Agudizaba el oído ante la imposibilidad de acercarme más al televisor. Ajustaba las pupilas, achicando el foco y juntando los párpados hasta casi cerrar los ojos, para no perderme su éxtasis que era también el mío. Yo no sabía lo que era el «bebop», lo mío era la rumba, el guaguancó salvaje, el Son de Repilado, los danzones de Aragón, unas que otras versiones sincopadas del Mata Siguaraya y los solos de piano de Bebo Valdez. No teníamos en el grupo la posibilidad de la ruptura armónica, tocar a los «otros» era una transgresión, aun fuera en el campo del arte.
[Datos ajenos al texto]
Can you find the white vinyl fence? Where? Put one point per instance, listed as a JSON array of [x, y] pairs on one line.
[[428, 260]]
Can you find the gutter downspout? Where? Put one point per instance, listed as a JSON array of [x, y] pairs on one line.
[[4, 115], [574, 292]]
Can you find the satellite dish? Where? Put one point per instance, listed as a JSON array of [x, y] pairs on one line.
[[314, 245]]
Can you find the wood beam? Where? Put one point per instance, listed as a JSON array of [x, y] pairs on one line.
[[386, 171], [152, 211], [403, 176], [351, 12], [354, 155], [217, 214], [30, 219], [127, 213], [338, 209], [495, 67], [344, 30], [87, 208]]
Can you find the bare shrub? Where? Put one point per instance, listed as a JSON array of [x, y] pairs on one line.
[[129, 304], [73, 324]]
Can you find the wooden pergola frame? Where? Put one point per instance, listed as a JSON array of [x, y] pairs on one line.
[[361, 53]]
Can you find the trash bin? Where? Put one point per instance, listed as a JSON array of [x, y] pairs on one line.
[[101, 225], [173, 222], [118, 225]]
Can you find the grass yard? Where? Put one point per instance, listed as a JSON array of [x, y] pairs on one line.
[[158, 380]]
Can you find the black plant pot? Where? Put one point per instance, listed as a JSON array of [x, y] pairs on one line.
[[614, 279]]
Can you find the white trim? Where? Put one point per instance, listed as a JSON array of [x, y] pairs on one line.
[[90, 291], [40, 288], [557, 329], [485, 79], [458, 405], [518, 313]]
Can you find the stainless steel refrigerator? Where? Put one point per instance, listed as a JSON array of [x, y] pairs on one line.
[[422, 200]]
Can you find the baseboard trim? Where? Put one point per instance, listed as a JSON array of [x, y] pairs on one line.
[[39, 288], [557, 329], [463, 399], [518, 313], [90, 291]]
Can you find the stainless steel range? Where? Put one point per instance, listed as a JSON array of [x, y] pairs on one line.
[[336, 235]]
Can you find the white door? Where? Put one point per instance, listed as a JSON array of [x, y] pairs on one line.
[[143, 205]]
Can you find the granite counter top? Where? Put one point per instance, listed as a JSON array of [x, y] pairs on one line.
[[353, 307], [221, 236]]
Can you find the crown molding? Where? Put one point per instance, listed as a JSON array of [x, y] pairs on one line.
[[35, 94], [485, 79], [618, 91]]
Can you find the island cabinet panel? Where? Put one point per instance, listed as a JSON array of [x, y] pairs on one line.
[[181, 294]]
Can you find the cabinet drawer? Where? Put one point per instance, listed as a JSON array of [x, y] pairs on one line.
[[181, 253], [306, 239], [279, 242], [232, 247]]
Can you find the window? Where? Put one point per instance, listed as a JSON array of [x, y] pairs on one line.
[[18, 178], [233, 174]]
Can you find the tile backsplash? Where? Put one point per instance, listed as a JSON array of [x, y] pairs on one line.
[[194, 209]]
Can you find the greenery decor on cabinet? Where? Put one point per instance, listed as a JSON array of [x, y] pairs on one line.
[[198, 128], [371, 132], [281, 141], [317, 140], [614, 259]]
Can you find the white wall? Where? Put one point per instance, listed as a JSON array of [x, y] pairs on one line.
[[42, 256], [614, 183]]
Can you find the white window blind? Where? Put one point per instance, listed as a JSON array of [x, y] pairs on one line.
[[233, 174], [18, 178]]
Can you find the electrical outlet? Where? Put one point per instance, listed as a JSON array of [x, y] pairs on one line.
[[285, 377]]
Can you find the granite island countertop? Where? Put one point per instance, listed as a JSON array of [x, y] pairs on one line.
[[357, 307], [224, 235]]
Interpretar a John era una «disidencia», esa palabra que me molestaba recordar, pronunciar, incluso deletrearla en mi mente, pues la asociaba con la tortura, con el dolor, con la ignominia y con el desarraigo.  Por eso cuando veía a John   junto al «Pájaro Charlie», el cuartucho de Tere dejaba de ser prisión y al igual que John, cerraba los ojos para viajar en aquellas notas del bebop, suspendida en el fraseo del saxo alto que conversaba con el vozarrón de la trompeta y que tenía la libertad que a mí me faltaba.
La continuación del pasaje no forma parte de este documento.